He said Kano’s accommodating nature was historical.
“Kano being the commercial nerve-centre of the North, Kano being the commercial nerve-centre of some West African countries, could not have attained that status without other nationalities or without other parts of the country, especially the Igbo. So, if that is our pride, why do we have to break our backbone of commerce?
“We need to maintain our status. And to maintain our status, we need people from all over the country to be with us. America is great because people from different cultures, people with different comparative advantages were put together; everybody came with his talent, with his own initiation, with his own wisdom. That is what made America to be great. You can hardly be great with homogeneity; heterogeneity is the way to development all over the world,” he argued.
In his remarks, Ikpeazu said the unity of Nigeria was not questionable.
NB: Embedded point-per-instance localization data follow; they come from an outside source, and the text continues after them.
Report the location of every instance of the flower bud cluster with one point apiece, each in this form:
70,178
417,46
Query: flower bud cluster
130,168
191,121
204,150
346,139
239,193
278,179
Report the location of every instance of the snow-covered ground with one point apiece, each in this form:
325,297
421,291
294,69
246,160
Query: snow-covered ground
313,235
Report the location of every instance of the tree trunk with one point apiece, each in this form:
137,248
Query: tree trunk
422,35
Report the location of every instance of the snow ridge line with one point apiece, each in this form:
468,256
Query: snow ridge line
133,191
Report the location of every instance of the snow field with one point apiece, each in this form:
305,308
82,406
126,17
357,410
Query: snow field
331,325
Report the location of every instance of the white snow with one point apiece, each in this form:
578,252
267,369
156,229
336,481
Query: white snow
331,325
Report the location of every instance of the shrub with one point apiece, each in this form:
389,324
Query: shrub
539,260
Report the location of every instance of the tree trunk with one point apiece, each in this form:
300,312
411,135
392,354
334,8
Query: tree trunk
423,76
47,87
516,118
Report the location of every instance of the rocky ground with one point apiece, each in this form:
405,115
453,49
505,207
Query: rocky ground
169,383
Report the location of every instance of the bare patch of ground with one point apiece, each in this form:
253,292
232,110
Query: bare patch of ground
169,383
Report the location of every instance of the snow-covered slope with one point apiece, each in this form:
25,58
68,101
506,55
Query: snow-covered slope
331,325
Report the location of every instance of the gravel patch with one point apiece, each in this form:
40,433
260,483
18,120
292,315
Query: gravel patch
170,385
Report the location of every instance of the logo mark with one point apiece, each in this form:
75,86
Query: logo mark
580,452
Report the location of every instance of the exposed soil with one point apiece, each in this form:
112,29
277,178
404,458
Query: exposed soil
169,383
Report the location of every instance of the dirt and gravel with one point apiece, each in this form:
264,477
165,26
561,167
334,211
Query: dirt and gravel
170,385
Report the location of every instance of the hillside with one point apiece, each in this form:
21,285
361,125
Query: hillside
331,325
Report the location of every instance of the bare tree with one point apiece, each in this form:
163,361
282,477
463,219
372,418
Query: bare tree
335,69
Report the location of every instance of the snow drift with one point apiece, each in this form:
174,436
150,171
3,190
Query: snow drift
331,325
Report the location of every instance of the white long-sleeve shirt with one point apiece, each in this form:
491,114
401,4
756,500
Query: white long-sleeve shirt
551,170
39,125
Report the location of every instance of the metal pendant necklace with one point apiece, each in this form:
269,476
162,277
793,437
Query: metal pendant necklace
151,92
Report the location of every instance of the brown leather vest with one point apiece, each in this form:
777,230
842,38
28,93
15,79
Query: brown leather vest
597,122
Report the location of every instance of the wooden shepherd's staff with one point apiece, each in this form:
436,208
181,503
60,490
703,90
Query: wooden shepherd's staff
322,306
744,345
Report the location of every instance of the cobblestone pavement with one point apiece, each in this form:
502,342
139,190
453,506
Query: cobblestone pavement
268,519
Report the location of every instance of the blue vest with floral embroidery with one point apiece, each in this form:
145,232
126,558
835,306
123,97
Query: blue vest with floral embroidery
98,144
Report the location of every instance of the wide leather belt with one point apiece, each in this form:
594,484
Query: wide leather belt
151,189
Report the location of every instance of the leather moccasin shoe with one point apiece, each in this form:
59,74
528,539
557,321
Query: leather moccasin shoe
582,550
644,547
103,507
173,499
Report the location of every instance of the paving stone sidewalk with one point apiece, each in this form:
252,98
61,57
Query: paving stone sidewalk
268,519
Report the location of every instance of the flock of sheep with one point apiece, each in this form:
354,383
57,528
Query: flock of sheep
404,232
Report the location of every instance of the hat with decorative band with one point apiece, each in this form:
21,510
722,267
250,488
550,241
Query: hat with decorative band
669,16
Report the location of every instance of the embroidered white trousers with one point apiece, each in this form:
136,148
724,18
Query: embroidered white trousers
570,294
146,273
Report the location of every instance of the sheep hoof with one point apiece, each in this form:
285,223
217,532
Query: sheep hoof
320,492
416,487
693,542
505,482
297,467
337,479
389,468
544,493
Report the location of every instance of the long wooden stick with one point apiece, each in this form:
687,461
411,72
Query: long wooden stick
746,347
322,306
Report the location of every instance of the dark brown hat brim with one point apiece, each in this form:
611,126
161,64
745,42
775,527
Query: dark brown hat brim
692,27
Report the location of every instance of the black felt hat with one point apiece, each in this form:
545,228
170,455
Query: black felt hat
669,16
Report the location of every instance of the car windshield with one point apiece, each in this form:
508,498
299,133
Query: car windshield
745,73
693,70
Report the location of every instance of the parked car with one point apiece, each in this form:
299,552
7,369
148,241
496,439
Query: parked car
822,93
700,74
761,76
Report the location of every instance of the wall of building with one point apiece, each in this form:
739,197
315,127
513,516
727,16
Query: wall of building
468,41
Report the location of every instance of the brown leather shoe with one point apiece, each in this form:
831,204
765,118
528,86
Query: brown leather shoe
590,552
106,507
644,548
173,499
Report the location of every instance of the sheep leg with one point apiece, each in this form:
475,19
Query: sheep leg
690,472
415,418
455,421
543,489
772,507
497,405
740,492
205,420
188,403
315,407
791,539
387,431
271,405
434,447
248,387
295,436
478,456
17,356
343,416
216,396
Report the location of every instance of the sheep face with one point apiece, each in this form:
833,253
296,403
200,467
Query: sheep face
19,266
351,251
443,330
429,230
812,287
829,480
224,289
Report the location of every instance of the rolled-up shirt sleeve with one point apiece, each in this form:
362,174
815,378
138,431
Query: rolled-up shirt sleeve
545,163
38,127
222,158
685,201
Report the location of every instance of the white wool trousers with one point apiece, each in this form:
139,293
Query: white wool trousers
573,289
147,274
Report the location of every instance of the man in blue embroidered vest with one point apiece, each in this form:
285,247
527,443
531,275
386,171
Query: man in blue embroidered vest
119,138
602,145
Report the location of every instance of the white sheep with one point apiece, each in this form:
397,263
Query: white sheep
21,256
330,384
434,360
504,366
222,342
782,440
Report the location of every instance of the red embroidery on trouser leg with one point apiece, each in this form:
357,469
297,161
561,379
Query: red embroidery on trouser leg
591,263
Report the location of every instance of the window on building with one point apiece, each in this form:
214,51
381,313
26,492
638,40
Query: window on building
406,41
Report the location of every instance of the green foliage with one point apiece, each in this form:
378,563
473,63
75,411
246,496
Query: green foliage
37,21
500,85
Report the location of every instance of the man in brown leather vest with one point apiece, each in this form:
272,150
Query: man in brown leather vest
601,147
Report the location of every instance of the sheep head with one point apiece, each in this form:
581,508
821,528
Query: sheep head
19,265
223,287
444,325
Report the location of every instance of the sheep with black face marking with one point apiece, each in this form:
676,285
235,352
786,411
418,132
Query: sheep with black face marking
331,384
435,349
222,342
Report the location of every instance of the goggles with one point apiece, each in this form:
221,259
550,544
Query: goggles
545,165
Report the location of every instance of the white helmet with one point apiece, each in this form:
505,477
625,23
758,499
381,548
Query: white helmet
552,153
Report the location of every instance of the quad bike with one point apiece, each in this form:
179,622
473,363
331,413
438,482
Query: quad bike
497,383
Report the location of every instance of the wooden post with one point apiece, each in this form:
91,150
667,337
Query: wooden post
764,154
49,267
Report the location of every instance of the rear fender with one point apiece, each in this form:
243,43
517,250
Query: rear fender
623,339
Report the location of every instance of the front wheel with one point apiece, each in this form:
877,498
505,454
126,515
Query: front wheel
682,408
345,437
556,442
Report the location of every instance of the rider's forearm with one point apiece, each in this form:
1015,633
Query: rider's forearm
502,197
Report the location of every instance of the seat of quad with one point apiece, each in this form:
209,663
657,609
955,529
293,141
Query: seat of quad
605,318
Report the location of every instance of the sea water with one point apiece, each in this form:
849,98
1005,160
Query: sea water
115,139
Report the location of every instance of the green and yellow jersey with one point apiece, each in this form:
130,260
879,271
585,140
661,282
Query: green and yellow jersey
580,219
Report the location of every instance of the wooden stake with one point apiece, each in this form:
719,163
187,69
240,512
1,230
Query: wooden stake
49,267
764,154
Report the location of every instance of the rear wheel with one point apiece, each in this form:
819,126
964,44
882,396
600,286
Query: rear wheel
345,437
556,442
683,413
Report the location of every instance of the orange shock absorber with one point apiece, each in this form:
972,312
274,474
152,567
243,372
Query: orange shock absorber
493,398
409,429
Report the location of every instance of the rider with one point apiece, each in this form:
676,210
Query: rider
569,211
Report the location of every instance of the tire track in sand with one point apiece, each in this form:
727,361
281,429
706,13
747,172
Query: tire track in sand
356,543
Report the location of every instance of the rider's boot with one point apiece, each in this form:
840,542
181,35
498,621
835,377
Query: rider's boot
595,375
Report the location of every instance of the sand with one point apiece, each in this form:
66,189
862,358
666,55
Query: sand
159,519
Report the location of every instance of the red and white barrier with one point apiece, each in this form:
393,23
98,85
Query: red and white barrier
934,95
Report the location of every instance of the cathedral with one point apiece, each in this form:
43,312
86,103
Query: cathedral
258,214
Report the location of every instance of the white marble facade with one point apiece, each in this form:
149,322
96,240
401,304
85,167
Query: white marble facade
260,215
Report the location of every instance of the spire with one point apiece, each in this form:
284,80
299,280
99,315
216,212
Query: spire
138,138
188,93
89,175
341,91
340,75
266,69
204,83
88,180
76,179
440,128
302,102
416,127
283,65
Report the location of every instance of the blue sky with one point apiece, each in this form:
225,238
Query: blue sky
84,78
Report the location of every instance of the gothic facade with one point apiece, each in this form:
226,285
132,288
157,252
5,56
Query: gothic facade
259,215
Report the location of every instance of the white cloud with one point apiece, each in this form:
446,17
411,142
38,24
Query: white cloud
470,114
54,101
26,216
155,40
He said, “My position is that the unity of Nigeria is not questionable. ‘I spent the entire seven years at the University of Maiduguri from age 16 and I took my Masters degree from there. I have also worked in Lagos in the West. I have seen the entire states in Nigeria and I have seen the rainbow that beautifies the country.
“I have seen the importance of unity in diversity and all I can say is that the only thing we need in Nigeria is to go by the paradigm or by the idiom that says that if you have a dirty hair, you don’t cut it off, you wash it. If there are issues to discuss, let us sit down to talk about them. I do not think that to break the egg would give us the end we desire.”